Il n'est pas question de soutenir ou non les forces de police : nous les soutenons tous ici, et c'est bien normal.
Les observations que je ferai, de nature essentiellement juridique, seront en quelque sorte raccourcies, puisque le rapporteur a lui-même compris que l'article 2 était aussi inutile que dangereux – il a ainsi déposé un amendement de suppression.
Les conditions dans lesquelles les policiers et les gendarmes peuvent être amenés, dans l'exercice de leurs fonctions, à faire usage de leur arme sont fondées sur deux catégories juridiques qui constituent des cas d'irresponsabilité pénale. La première est l'ordre ou la permission de la loi. La seconde est la légitime défense. Il n'y a pas, dans le droit en vigueur, de présomption légale de légitime défense propre aux policiers. En revanche, plusieurs dispositions de l'article L. 435-1 du code de la sécurité intérieure prévoient les cas dans lesquels un policier ou un gendarme peut faire usage de son arme.
L'article 1er de la proposition de loi tend à créer un cas de présomption légale de légitime défense propre aux policiers en cas de défense de soi-même ou d'autrui contre une atteinte injustifiée. Cette circonstance résulte de la définition générique de la légitime défense, énoncée à l'article 122-5 du code pénal en des termes identiques, mais – et c'est cela qui doit nous alerter – ne figure plus dans la proposition de loi la précision qu'il n'y a pas de légitime défense en cas de disproportion entre les moyens de défense employés et la gravité de l'atteinte. Or, la règle selon laquelle les lois spéciales dérogent aux lois générales aurait à s'appliquer. Cette proposition de loi destinée aux seuls policiers et gendarmes dérogerait donc à l'article 122-5 du code pénal, et les forces de l'ordre échapperaient à l'obligation commune de proportionnalité, ce qui serait évidemment très dangereux, comme Didier Paris et d'autres avant moi l'ont dit. C'est un cas théorique, bien sûr, mais un policier pourrait, à la limite, utiliser son arme à feu pour se défendre d'un coup de poing.
L'article 1er est, dans le meilleur des cas, inutile et redondant ; dans le pire des cas, il est dangereux.

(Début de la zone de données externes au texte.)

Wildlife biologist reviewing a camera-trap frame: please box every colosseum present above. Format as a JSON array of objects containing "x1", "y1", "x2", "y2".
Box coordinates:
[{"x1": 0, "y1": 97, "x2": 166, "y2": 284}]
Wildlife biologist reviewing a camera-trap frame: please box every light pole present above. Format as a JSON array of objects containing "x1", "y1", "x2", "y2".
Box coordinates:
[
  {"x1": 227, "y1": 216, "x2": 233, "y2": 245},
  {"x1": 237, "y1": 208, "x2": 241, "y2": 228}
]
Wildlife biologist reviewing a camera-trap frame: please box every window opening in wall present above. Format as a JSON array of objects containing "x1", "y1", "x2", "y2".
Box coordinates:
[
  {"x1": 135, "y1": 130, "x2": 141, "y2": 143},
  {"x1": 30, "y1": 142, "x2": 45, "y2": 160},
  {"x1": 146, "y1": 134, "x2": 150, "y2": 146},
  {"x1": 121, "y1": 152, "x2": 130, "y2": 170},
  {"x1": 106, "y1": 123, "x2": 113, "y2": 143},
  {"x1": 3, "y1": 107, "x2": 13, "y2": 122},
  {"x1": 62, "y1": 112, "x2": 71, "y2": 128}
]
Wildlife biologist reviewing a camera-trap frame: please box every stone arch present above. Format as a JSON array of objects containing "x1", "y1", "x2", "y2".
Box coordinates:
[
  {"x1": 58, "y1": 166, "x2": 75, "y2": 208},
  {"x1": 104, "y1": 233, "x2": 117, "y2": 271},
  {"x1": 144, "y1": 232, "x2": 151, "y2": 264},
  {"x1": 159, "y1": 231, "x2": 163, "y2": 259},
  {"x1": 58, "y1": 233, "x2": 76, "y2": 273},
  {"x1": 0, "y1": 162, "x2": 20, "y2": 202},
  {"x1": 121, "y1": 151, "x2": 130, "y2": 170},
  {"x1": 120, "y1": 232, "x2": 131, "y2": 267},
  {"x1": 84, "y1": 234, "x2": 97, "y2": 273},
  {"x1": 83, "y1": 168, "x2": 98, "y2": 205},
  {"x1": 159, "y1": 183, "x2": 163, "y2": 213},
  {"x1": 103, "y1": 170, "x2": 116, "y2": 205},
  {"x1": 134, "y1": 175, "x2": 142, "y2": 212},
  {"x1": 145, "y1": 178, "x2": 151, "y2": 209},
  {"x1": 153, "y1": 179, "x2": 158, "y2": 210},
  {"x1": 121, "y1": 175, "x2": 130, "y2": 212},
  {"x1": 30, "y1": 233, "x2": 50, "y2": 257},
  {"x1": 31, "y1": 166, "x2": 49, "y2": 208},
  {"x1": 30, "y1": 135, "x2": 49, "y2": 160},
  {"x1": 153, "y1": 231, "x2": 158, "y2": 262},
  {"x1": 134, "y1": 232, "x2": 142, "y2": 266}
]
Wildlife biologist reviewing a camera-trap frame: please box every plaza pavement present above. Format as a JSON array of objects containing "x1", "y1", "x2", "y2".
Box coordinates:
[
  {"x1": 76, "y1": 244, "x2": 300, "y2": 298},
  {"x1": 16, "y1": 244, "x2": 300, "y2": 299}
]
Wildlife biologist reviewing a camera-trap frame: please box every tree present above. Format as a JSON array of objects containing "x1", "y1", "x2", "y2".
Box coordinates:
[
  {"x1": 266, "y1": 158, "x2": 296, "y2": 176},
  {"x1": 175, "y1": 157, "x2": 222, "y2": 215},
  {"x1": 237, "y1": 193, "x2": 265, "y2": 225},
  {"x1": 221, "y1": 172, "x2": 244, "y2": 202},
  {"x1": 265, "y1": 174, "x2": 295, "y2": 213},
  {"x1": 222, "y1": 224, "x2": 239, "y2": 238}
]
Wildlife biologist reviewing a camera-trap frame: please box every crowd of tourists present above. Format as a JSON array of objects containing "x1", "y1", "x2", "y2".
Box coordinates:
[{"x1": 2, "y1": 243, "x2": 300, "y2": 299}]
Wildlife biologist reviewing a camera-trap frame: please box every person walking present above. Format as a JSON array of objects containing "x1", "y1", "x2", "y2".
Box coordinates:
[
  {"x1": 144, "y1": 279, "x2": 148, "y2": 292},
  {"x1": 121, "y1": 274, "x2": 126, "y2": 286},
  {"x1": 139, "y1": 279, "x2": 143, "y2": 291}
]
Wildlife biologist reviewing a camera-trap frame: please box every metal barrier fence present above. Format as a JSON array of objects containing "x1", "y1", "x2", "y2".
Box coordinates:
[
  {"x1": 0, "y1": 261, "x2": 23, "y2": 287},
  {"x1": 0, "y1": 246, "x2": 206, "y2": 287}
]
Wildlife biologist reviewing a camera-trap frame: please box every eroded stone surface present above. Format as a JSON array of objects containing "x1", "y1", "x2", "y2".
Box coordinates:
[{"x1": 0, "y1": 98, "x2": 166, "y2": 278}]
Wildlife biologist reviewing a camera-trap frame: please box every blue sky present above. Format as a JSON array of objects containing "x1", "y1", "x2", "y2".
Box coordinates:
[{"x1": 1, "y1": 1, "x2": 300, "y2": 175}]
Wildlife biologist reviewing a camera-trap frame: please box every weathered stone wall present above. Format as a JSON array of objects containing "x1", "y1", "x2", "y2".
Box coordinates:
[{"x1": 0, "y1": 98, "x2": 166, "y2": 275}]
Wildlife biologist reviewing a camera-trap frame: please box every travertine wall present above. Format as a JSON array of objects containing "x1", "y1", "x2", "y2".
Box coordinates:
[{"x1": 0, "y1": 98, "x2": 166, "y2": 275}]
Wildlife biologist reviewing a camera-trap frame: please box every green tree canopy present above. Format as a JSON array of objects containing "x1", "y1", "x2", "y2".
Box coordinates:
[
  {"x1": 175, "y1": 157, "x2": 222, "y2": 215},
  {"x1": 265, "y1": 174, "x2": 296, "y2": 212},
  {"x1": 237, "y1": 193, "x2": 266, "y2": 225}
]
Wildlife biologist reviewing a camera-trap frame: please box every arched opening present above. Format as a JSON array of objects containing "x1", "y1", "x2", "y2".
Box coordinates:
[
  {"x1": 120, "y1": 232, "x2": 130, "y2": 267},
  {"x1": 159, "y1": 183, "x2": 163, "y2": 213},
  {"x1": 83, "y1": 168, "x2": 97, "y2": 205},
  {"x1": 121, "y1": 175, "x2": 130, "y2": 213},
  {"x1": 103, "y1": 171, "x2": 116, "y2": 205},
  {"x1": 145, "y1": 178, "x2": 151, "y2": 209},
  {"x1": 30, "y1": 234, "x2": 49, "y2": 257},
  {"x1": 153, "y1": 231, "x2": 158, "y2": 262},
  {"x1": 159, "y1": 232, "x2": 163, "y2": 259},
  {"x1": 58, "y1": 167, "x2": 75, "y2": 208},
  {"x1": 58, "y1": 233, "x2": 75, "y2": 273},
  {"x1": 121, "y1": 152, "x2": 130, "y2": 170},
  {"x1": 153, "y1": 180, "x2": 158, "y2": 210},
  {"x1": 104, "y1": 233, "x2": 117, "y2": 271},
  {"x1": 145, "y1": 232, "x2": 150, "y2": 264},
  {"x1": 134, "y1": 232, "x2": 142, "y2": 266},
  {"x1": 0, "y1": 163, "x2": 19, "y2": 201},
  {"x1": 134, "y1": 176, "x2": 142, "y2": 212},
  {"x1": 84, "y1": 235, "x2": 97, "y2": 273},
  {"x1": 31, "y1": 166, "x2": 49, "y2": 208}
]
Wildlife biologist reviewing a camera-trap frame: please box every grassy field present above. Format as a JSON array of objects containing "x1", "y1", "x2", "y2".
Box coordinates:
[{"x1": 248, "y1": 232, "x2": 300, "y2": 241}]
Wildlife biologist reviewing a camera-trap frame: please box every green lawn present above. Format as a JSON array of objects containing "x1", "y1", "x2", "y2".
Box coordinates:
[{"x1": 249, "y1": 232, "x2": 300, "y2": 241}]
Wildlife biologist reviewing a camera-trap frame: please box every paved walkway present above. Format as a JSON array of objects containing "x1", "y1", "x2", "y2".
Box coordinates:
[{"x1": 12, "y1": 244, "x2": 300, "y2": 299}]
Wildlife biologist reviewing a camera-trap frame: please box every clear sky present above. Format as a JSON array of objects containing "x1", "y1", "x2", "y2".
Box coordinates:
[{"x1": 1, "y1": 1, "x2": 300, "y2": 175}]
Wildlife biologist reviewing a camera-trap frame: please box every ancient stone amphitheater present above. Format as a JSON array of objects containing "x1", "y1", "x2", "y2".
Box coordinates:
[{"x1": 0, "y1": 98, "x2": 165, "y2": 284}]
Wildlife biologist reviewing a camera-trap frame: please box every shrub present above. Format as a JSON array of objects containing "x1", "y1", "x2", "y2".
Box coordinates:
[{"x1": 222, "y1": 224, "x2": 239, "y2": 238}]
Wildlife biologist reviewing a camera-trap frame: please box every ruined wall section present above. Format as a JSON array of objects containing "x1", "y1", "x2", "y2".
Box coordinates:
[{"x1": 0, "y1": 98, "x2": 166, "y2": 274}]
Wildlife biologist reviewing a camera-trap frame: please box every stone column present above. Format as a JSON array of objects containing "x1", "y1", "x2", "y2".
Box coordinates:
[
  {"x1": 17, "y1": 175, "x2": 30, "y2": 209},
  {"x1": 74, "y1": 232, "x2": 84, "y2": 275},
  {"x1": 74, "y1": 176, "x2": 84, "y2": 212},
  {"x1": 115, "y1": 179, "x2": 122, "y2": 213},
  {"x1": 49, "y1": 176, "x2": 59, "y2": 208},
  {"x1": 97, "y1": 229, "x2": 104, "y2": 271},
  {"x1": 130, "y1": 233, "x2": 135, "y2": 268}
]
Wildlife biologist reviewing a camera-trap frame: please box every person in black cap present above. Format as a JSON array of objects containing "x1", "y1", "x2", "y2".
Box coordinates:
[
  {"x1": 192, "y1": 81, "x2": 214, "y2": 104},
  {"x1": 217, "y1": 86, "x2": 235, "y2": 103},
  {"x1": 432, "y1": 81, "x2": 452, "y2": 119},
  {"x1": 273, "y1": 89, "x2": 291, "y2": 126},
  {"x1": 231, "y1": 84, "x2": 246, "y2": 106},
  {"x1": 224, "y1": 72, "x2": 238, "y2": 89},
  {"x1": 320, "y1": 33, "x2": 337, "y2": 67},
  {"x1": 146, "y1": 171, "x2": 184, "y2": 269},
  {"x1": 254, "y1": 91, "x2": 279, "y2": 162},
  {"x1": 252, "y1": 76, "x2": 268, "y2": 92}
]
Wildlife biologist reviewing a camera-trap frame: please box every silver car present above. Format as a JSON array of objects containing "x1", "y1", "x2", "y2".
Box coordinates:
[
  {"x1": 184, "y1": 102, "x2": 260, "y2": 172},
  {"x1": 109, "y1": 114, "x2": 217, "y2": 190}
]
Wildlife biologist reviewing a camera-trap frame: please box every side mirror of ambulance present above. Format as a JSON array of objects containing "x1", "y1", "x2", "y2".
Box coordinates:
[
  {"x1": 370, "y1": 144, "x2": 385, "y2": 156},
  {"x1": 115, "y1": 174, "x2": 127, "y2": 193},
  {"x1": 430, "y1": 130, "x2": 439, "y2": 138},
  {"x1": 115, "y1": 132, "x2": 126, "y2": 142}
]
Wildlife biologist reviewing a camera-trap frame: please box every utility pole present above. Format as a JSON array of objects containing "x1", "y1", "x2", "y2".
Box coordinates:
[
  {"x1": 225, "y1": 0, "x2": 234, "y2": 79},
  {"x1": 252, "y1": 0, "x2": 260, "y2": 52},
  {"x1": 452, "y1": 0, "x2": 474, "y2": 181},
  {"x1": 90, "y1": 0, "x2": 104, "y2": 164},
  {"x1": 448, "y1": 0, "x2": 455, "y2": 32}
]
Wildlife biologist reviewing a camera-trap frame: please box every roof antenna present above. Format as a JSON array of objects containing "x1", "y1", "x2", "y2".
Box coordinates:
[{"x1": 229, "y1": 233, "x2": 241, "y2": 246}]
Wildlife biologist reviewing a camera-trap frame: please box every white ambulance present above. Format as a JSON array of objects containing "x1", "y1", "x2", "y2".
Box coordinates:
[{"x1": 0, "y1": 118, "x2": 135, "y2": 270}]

Je ne reviens pas sur l'article 2, puisque je rappelle que le rapporteur lui-même veut le supprimer.
Cette proposition de loi part sans doute de l'intention de mieux protéger les policiers et les gendarmes, qui sont en butte à des attaques de plus en plus nombreuses et souvent de plus en plus organisées. Une telle préoccupation est légitime, et nous la partageons, mais le texte n'apporte pas les réponses qui conviennent. C'est la raison pour laquelle le Modem ne votera pas cette proposition de loi.